3En la circonstance, en un mot, il faut passer par l'« histoire des idées » pour rejoindre la vérité des faits historiques. Cela requiert de désenclaver l'histoire intellectuelle ; cela demande symétriquement d'ouvrir l'histoire générale. Il s'agit, d'un côté, de mettre le travail de l'idée dans son contexte (qui n'a rien à voir avec l'étroitesse mutilante du « contexte de discours » où Quentin Skinner entend se tenir). Mais cela, de l'autre côté, afin d'éclairer le contexte, afin d'obtenir des informations historiques que le travail et le mouvement de l'idée sont seuls à pouvoir délivrer.

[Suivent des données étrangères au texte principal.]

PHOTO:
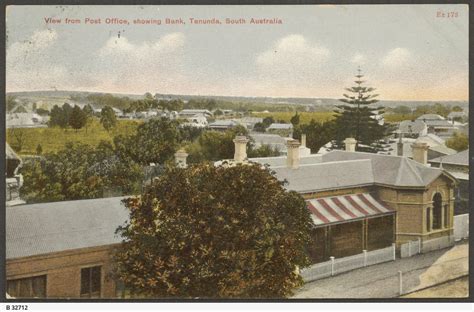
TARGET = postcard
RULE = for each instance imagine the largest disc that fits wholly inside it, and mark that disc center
(237, 152)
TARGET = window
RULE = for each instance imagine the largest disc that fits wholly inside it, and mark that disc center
(90, 282)
(446, 216)
(31, 287)
(428, 220)
(437, 211)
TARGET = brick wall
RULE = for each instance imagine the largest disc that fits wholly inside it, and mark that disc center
(63, 270)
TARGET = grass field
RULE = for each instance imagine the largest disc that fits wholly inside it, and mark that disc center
(54, 139)
(305, 117)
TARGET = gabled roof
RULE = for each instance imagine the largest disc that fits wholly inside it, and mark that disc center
(53, 227)
(391, 170)
(461, 158)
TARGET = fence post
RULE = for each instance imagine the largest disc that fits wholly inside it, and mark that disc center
(332, 265)
(400, 283)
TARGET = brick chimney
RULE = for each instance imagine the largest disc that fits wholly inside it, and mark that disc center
(420, 152)
(400, 145)
(303, 140)
(240, 153)
(180, 158)
(293, 154)
(350, 144)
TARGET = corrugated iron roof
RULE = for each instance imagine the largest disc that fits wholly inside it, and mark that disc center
(52, 227)
(336, 209)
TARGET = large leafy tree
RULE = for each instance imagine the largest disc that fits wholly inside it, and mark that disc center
(78, 171)
(356, 118)
(155, 141)
(214, 232)
(78, 118)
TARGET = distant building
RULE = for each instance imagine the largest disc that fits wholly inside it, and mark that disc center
(458, 166)
(363, 201)
(186, 113)
(14, 180)
(63, 249)
(280, 128)
(223, 124)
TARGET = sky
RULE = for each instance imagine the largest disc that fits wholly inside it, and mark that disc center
(406, 52)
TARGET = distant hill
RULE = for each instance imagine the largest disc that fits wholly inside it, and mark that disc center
(62, 95)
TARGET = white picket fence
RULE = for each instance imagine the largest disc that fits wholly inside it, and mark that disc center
(411, 248)
(461, 227)
(341, 265)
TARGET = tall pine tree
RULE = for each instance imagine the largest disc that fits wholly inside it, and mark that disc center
(357, 118)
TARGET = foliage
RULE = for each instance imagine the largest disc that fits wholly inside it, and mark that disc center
(10, 103)
(107, 118)
(155, 141)
(55, 139)
(295, 120)
(318, 134)
(356, 118)
(305, 117)
(78, 118)
(214, 232)
(78, 171)
(459, 142)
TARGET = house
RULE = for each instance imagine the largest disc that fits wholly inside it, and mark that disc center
(63, 249)
(223, 124)
(25, 120)
(412, 128)
(458, 116)
(363, 201)
(280, 128)
(14, 181)
(436, 146)
(458, 166)
(438, 125)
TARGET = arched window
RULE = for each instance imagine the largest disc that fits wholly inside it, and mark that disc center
(437, 211)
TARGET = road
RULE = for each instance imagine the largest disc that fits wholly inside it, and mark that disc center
(381, 281)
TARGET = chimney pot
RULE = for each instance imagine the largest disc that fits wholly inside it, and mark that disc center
(420, 152)
(350, 144)
(240, 153)
(293, 156)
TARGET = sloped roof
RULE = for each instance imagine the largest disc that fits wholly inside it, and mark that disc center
(431, 117)
(391, 170)
(10, 153)
(278, 126)
(52, 227)
(461, 158)
(325, 176)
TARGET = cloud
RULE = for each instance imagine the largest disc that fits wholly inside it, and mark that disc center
(292, 54)
(149, 65)
(396, 58)
(30, 64)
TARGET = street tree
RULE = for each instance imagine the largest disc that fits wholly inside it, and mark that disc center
(108, 118)
(78, 118)
(214, 232)
(357, 118)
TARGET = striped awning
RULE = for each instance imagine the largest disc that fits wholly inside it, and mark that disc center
(344, 208)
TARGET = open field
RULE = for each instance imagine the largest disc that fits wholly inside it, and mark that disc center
(305, 117)
(458, 288)
(54, 139)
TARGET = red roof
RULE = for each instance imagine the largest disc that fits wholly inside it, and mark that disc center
(344, 208)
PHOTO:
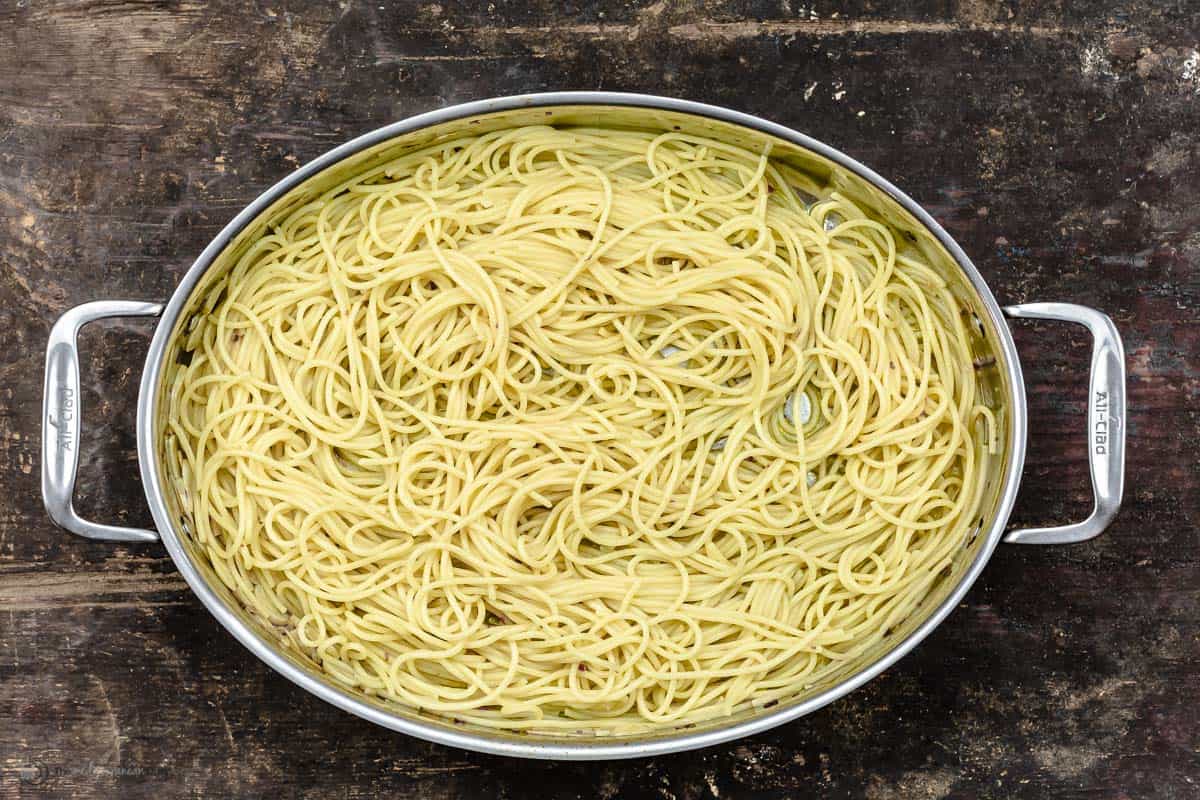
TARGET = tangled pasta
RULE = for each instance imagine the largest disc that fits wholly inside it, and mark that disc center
(579, 428)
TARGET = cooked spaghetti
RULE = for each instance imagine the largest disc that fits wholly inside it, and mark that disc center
(580, 429)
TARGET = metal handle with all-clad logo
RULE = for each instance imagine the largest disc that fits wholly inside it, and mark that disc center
(1105, 422)
(61, 411)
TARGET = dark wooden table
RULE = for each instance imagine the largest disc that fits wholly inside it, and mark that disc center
(1061, 148)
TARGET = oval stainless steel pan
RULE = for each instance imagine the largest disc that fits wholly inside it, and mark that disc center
(1000, 377)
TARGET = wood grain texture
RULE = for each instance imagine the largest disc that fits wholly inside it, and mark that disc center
(1059, 143)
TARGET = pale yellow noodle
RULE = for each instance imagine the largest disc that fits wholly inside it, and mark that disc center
(497, 431)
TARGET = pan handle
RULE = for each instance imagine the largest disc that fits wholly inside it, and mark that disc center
(63, 411)
(1105, 422)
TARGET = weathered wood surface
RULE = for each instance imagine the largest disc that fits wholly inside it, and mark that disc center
(1059, 145)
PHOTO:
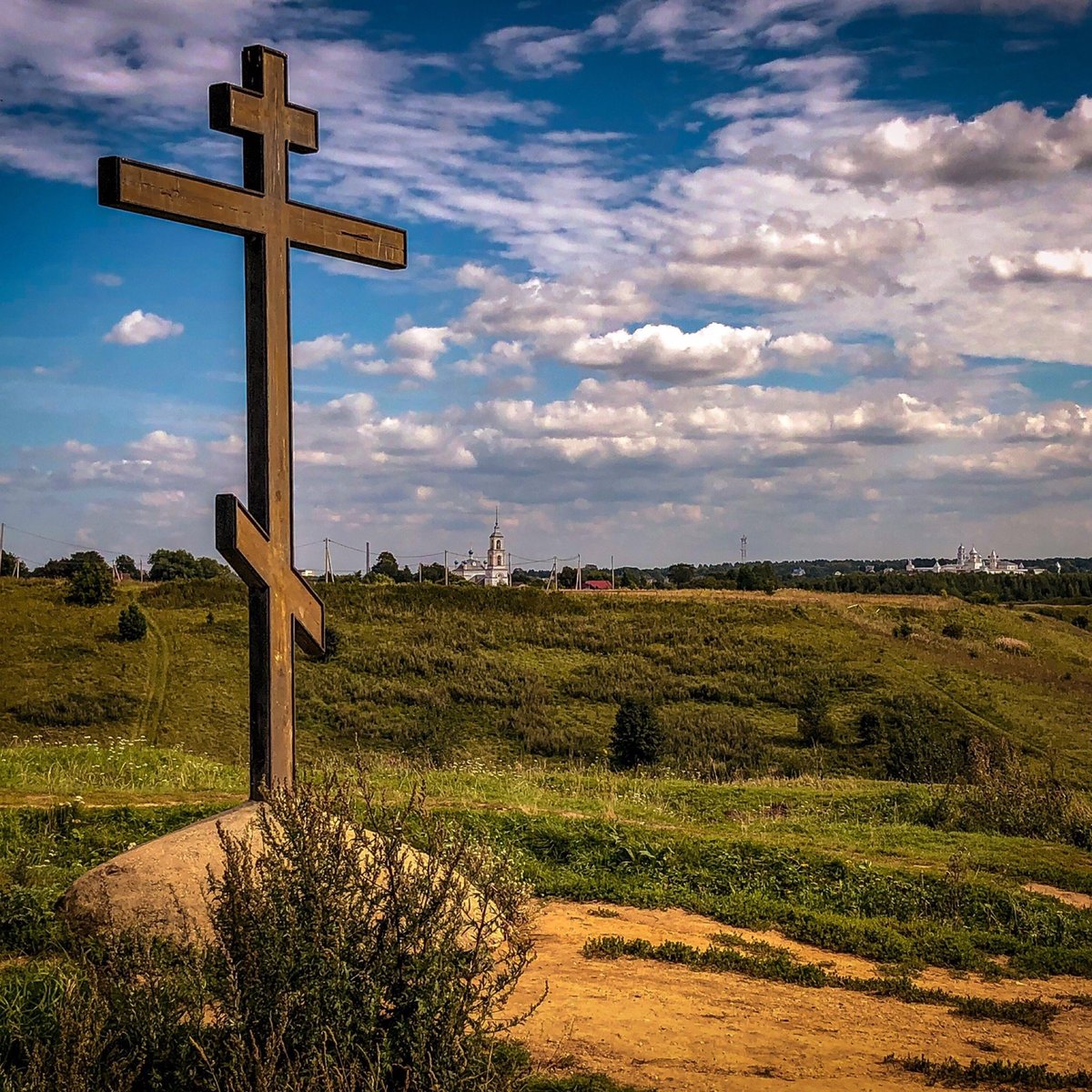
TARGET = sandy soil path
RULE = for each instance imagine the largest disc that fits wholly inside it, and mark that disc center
(669, 1027)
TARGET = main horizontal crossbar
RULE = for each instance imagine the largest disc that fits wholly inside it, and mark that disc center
(170, 195)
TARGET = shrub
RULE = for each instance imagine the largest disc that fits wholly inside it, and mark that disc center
(331, 644)
(871, 727)
(91, 583)
(637, 737)
(329, 969)
(714, 743)
(1007, 796)
(814, 723)
(132, 625)
(922, 745)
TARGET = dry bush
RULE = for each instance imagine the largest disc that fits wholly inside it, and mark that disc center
(350, 954)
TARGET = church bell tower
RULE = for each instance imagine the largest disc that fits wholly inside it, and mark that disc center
(496, 561)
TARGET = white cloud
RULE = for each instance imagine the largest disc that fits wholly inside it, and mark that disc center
(137, 328)
(790, 257)
(319, 352)
(665, 352)
(535, 50)
(549, 310)
(412, 353)
(1004, 145)
(802, 345)
(1041, 267)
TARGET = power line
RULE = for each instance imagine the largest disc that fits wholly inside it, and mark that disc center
(61, 541)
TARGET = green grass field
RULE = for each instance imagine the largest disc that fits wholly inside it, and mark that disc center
(501, 704)
(502, 675)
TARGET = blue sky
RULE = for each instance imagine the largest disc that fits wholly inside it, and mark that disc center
(680, 270)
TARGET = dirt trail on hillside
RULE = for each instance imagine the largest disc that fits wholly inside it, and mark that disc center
(665, 1026)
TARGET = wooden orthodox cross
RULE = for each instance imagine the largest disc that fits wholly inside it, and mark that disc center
(258, 543)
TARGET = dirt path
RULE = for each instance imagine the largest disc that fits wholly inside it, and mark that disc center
(669, 1027)
(1069, 898)
(158, 665)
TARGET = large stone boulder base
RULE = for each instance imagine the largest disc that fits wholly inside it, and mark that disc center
(159, 887)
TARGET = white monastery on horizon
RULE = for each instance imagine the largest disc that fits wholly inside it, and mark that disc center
(494, 571)
(973, 561)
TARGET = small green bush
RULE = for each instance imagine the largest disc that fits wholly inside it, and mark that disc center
(922, 743)
(132, 625)
(814, 722)
(871, 727)
(91, 583)
(329, 969)
(637, 737)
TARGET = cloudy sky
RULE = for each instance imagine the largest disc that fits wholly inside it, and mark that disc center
(680, 270)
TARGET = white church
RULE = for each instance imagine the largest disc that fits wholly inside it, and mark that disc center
(973, 561)
(494, 571)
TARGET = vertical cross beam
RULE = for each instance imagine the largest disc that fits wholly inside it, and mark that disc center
(258, 544)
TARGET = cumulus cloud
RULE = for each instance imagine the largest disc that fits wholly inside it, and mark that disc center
(665, 352)
(137, 328)
(1006, 143)
(1040, 267)
(802, 345)
(412, 353)
(789, 257)
(545, 309)
(319, 352)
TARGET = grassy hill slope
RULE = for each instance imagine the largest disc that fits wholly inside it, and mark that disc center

4Le cas de figure est particulier, sans doute, mais je crois qu'il n'est pas sans exemplarité, au moins dans le domaine de l'histoire politique moderne. Nous avons à apprendre à lire historiquement les œuvres, grandes et petites ; nous avons à apprendre à mesurer leurs enjeux en regard de l'histoire politique où elles sont prises – pas l'histoire superficielle des péripéties de la politique, l'histoire profonde des formes politiques. Loin de les dissoudre dans l'insignifiance du flux événementiel, l'opération leur confère un surcroît de relief. Dans l'autre sens, nous avons à apprendre à lire l'histoire à la lumière des œuvres et à la lumière du langage que parlent les acteurs de l'histoire. Mots et discours recèlent des enseignements qui ne se trouvent pas ailleurs ; ils donnent à voir des dimensions de l'effectuation historique qu'aucune autre donnée positive ne nous ferait directement subodorer. La connaissance du passé, depuis qu'elle se veut science, n'avance et ne bouge que par l'élargissement de ses sources documentaires et le renouvellement corrélatif des façons de les interroger. S'agissant de la politique à l'époque moderne, nous avons de la sorte sous la main de considérables archives jusqu'à présent inexploitées, non parce qu'elles étaient reléguées dans un dépôt inaccessible, mais parce que nous ne savions pas les traiter comme telles. Le problème est de les inventer comme archives, en trouvant les bonnes manières de les faire parler.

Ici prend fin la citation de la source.